# Kubota RTV 1100 w/ Boss Snow V-Blade - Good to Go?



## SnowSon (Aug 31, 2010)

Hello All,

I recently purchased a Kubota RTV 1100 with a cab on it for use around my 7 acres as well as for hunting. However, I am in the snow removal business as well and am thinking about putting a 6'6" Boss V-Blade on it. My questions are:

1. Are they good machines with this kind of set-up for small drive thrus, sidewalks, and driveways?

2. Will they push large amounts of snow?

3. Has anyone had problems with corrosion on their machine using it for plowing?

4. Do I need to put any additional suspension on my machine after adding the plow to haul it around?

Any other thoughts or advice on this kind of set-up? Pros vs. Cons?

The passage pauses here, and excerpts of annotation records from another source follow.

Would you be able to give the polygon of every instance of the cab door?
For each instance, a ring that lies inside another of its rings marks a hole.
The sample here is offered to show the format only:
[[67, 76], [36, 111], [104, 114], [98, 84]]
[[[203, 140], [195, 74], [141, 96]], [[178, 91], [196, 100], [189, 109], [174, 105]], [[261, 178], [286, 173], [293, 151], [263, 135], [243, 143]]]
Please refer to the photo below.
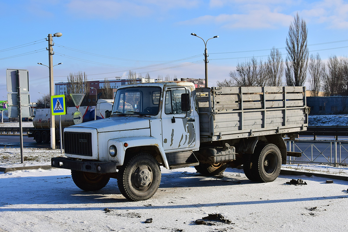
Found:
[[191, 90], [182, 87], [165, 91], [161, 115], [163, 148], [168, 152], [192, 150], [196, 135]]

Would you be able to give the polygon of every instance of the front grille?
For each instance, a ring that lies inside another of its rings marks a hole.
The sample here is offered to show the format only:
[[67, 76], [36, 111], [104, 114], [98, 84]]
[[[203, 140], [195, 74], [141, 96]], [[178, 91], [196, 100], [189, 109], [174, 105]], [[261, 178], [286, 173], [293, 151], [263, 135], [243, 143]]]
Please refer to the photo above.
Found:
[[92, 156], [92, 137], [91, 133], [64, 132], [64, 152], [67, 154]]

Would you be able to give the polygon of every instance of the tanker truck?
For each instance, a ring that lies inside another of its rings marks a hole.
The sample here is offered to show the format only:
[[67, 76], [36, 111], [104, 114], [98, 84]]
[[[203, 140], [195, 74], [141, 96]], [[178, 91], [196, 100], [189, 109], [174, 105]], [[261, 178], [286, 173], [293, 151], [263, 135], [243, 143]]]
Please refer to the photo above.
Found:
[[[76, 107], [67, 107], [66, 113], [61, 115], [62, 130], [70, 126], [94, 120], [95, 111], [96, 119], [110, 117], [113, 103], [113, 100], [112, 99], [98, 99], [95, 107], [80, 106], [79, 111]], [[36, 110], [35, 116], [33, 119], [34, 128], [29, 130], [28, 137], [33, 138], [37, 143], [49, 143], [50, 142], [50, 109]], [[59, 116], [55, 117], [56, 138], [58, 139], [60, 137], [59, 120]]]

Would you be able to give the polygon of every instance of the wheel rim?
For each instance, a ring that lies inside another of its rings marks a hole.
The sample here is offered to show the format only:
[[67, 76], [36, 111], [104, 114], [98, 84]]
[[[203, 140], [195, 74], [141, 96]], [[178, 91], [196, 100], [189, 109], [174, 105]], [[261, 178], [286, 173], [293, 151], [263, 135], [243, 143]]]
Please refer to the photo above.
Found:
[[140, 164], [133, 169], [131, 176], [132, 186], [139, 192], [145, 192], [151, 187], [153, 179], [153, 172], [151, 167]]
[[265, 173], [268, 175], [272, 175], [277, 168], [278, 158], [275, 153], [269, 152], [265, 156], [263, 163]]
[[95, 173], [93, 173], [84, 172], [84, 176], [85, 178], [89, 183], [91, 184], [96, 184], [99, 183], [103, 178], [101, 175], [98, 176]]

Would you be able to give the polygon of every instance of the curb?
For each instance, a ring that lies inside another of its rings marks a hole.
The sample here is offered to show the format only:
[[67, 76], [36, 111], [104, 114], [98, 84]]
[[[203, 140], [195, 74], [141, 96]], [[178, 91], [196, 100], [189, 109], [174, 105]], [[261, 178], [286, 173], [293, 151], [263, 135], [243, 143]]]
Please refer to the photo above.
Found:
[[17, 170], [27, 170], [41, 168], [45, 170], [53, 168], [50, 165], [41, 165], [40, 166], [29, 166], [28, 167], [18, 167], [16, 168], [1, 168], [0, 167], [0, 171], [3, 171], [6, 173], [9, 171], [13, 171]]
[[287, 176], [303, 176], [304, 175], [309, 177], [314, 176], [317, 176], [318, 177], [325, 177], [329, 179], [334, 179], [348, 181], [348, 176], [337, 176], [337, 175], [323, 174], [322, 173], [314, 173], [308, 171], [281, 170], [280, 170], [280, 175]]

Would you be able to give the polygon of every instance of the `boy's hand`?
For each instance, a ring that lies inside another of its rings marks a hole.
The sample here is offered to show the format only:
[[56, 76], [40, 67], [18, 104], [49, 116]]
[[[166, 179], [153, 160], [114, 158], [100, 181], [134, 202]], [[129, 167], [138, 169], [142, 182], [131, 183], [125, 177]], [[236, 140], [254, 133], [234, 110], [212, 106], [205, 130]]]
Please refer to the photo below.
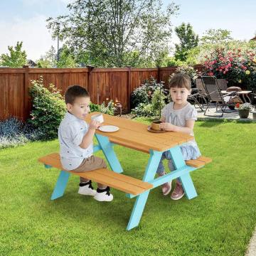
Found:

I am told that these Kubotas are the best UTV on the market if you are not looking for speed. I have certainly had fun with it so far for hunting and my 10 year old son loves to drive it as well.

Thanks for your help!


----------



## dfd9 (Aug 18, 2010)

1) They are darn near unstoppable. At least the 900's are. The 1100 should do just as well.
2) With some ballast, they will push a small hill.
3) Yes, but it is 7 years old, out just about every snowfall doing walks carrying either a sprayer or bagged salt, so it has been used hard.
4) You need to on the 900's, not sure about the 1100's. 

Good luck and post pics.


----------



## [email protected] (May 29, 2009)

Get the heavy duty front springs, you will want them. Our 900 is a beast plowing snow, 2 yrs ago during our blizzards it did a great job in 2+ ft of snow


----------



## SnowSon (Aug 31, 2010)

Hi Jim,
Where do you get the hevy duty front springs? Are they difficult to put on? Are they expensive?
Thanks!


----------



## XTROOPER (Jan 31, 2012)

I plow with a RTV 1100 and Blizzard plow. It works very well. I do put ballast in the rear. My question is how much weight should i put in the rear? I figured about the same weight as the weight of the plow. Does that sound about right. I have about 350 lbs. in the bed.

XTROOPER


----------



## hardwoodcd (Dec 29, 2010)

[email protected];1536127 said:


> Get the heavy duty front springs, you will want them. Our 900 is a beast plowing snow, 2 yrs ago during our blizzards it did a great job in 2+ ft of snow


I put heavy duty front springs on the front of my ranger. Its been a couple years ago but I think they were pretty affordable. You should really enjoy your set up. Just keep some ballast in the rear and you'll be fine.


----------